Agencies including the US Departments of the Interior and Commerce and the Environmental Protection Agency have been implementing a directive to halt all new approvals needed for both onshore and offshore wind projects pending a review of leasing and permitting practices.
Siding with a group of 17 Democratic-led states and the District of Columbia, US District Judge Patti Saris in Boston said those agencies had failed to provide reasoned explanations for the actions they took to carry out the directive Trump issued on his first day back in office on January 20.
They could not lawfully under the Administrative Procedure Act indefinitely decline to review applications for permits, added Saris, who was appointed by Democratic President Bill Clinton.
New York Attorney General Letitia James, a Democrat whose state led the legal challenge, called the ruling “a big victory in our fight to keep tackling the climate crisis” in a social media post.
White House spokeswoman Taylor Rogers said in a statement that Trump through his order had “unleashed America’s energy dominance to protect our economic and national security.”

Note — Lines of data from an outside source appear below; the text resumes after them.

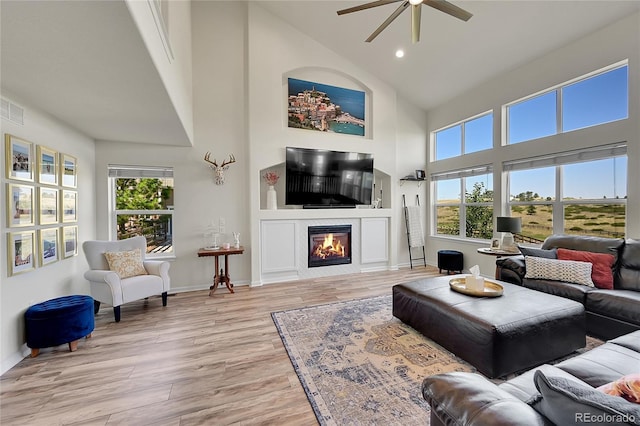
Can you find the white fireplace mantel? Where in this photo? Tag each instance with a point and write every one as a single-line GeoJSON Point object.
{"type": "Point", "coordinates": [284, 242]}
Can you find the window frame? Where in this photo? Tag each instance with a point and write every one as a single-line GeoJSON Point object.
{"type": "Point", "coordinates": [558, 89]}
{"type": "Point", "coordinates": [558, 203]}
{"type": "Point", "coordinates": [462, 203]}
{"type": "Point", "coordinates": [462, 124]}
{"type": "Point", "coordinates": [139, 172]}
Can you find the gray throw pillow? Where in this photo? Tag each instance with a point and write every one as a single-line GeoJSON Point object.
{"type": "Point", "coordinates": [567, 402]}
{"type": "Point", "coordinates": [547, 254]}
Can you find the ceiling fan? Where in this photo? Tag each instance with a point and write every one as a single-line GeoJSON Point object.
{"type": "Point", "coordinates": [416, 7]}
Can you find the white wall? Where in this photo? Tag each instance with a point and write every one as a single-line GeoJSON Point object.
{"type": "Point", "coordinates": [63, 277]}
{"type": "Point", "coordinates": [611, 44]}
{"type": "Point", "coordinates": [175, 65]}
{"type": "Point", "coordinates": [411, 152]}
{"type": "Point", "coordinates": [220, 124]}
{"type": "Point", "coordinates": [395, 131]}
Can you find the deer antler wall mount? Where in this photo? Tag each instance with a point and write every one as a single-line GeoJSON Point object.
{"type": "Point", "coordinates": [219, 170]}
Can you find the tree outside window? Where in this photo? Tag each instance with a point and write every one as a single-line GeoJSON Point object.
{"type": "Point", "coordinates": [144, 206]}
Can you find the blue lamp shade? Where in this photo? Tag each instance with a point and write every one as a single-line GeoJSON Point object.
{"type": "Point", "coordinates": [509, 224]}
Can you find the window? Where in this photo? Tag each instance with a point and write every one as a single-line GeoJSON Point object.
{"type": "Point", "coordinates": [591, 100]}
{"type": "Point", "coordinates": [475, 134]}
{"type": "Point", "coordinates": [580, 192]}
{"type": "Point", "coordinates": [464, 203]}
{"type": "Point", "coordinates": [142, 204]}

Trump has sought to boost government support for fossil fuels and maximize output in the United States, the world’s top oil and gas producer, after campaigning for the presidency on the refrain of “drill, baby, drill.”
The states, led by New York, sued in May, after the Interior Department ordered Norway’s Equinor to halt construction on its Empire Wind offshore wind project off the coast of New York.
While the administration allowed work on Empire Wind to resume, the states say the broader pause on permitting and leasing continues to have harmful economic effects.
The states said the agencies implementing Trump’s order never said why they were abruptly changing longstanding policy supporting wind energy development.
Saris agreed, saying the policy “constitutes a change of course from decades of agencies issuing (or denying) permits related to wind energy projects.”
The defendants “candidly concede that the sole factor they considered in deciding to stop issuing permits was the President’s direction to do so,” Saris wrote.
An offshore wind energy trade group welcomed the ruling.
“Overturning the unlawful blanket halt to offshore wind permitting activities is needed to achieve our nation’s energy and economic priorities of bringing more power online quickly, improving grid reliability, and driving billions of new American steel manufacturing and shipbuilding investments,” Oceantic Network CEO Liz Burdock said in a statement.